OPINION: My teacher lied to me about being Black

An illustration of an African American woman against an abstract rainbow background, and a profile of a person who is colored in rainbow hues and is juxtaposed against a white background.
(Crystal Yang • The Student Life)

CV Vitolo-Haddad: Black radical leftist, University of Wisconsin-Madison educator and brilliant debater. They argued against white supremacists, studied journalism, worked as a medic at numerous Black Lives Matter protests and taught at policy debate camps across the country.

Except Vitolo-Haddad wasn’t Black. They’d pretended to be Black for years. Vitolo-Haddad was, in fact, knowingly Southern Italian, but said they sustained that lie because “guesses about ancestry [became] answers [they] wanted but couldn’t prove.”

Vitolo-Haddad is one of several educators feigning Blackness who was recently exposed for their deception. Hundreds of students took Jessica Krug and Rachel Dolezal at their word when they wrongfully adopted racial identities that weren’t theirs.

I haven’t seen many testimonials from students who were so unfairly deceived by these instructors they trusted.

As a former student of Vitolo-Haddad’s, it’s quite a weird feeling. Last year at the University of Michigan policy debate camp, they gave me weekly lectures about racial identity and Afro-pessimism. They debated against me in an auditorium of students about America’s history of colonial abuse. When they spoke of the Black community, it was always framed as a statement in first person. That’s why the Medium article a friend sent me exposing the lengths of their deception was the last thing I expected to read.

It’s so incredibly hypocritical to proclaim oneself as a radical educator staunchly against racism, white supremacy and fascism while co-opting a Black identity to advance oneself. I can’t articulate the full extent of the harm this deception produces, but I’m shocked to have trusted a person whom I thought would be able to.

This sort of transracialism is repugnant. Black educators face massive obstacles in their pursuit of advancement in academic spheres. In the fall of 2017, only 6 percent of full-time faculty members in degree-granting postsecondary U.S. institutions were Black. White caricatures of them taking their places shrinks that statistic. Michelle Moyd, a Black female professor of history at Indiana University Bloomington, likened such deception to “minstrelsy.”
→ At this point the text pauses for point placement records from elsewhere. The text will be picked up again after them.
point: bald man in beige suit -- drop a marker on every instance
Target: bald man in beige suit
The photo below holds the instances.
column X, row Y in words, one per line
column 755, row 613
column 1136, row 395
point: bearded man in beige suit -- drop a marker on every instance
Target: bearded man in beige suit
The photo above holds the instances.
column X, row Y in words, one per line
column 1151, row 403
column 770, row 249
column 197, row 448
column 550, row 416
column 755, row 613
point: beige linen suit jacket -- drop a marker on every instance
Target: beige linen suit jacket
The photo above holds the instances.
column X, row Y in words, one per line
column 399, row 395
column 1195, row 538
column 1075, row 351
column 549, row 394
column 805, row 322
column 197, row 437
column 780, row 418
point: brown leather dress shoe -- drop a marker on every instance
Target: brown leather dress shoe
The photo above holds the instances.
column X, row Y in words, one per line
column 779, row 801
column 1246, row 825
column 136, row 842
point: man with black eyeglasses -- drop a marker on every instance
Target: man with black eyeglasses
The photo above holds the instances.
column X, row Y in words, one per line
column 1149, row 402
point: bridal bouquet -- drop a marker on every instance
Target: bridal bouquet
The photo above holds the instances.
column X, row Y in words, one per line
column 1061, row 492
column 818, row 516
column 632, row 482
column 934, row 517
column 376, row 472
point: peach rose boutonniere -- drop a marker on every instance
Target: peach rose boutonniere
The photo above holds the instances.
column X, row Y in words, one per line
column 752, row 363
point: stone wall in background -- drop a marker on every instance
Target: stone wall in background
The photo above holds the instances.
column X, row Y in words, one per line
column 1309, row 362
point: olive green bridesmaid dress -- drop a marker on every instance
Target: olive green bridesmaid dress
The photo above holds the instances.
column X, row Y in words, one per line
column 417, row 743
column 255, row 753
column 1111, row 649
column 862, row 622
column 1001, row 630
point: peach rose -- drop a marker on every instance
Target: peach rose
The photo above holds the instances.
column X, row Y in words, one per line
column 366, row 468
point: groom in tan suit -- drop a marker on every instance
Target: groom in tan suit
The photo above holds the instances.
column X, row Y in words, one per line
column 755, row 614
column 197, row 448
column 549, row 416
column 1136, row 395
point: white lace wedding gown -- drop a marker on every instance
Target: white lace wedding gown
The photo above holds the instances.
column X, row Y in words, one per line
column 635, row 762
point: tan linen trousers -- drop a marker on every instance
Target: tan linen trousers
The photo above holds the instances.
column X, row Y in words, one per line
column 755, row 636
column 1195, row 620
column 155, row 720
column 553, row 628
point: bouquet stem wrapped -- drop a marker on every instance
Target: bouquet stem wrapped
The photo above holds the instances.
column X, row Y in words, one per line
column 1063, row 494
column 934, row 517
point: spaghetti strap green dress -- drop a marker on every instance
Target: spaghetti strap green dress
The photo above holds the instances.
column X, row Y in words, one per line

“The jaw-dropping audacity of a white woman judging actual Black and Brown people’s politics and scholarship produces a special kind of anger,” Moyd told The San Diego Union-Tribune when interviewed about Krug, colorism and the “one-drop rule.” “Krug fabricated a difficult, tragic past that drew on some of the worst stereotypes and caricatures of Black and Brown people, and she weaponized that fake past to diminish people’s actual experiences, politics and scholarship.”

Aside from exemplifying the utmost hypocrisy, transracialism in educational atmospheres is pedagogically irresponsible. These Rachel Dolezals and Jessica Krugs hold themselves to the minimal tier of decency while simultaneously demanding respect and honesty from their students. 

Educational institutions have an obligation to their students and their own integrities to ensure this duplicity ends. Obviously, doing anything else aside from taking one’s word regarding their identity is difficult and complicated. However, many of these individuals adopt multiple ethnicities throughout their academic careers, and I don’t think it’s a big ask for universities to notice, at the very least, such oddly conflicting information.

I don’t know whether non-Black educators have the grounds to teach critical race theory or other sensitive topics — perhaps there are ways to teach such material with appropriate tact and respect. But what is clear is that feigning Blackness and capitalizing on their appearances — some fashioned, some naturally ambiguous — are utterly antithetical to the subjects these educators set out to teach. 

Kristen Lu CM ’24 is a hopeful philosophy, politics and economics major from Palos Verdes, California. She owns a bubble tea shop in Animal Crossing.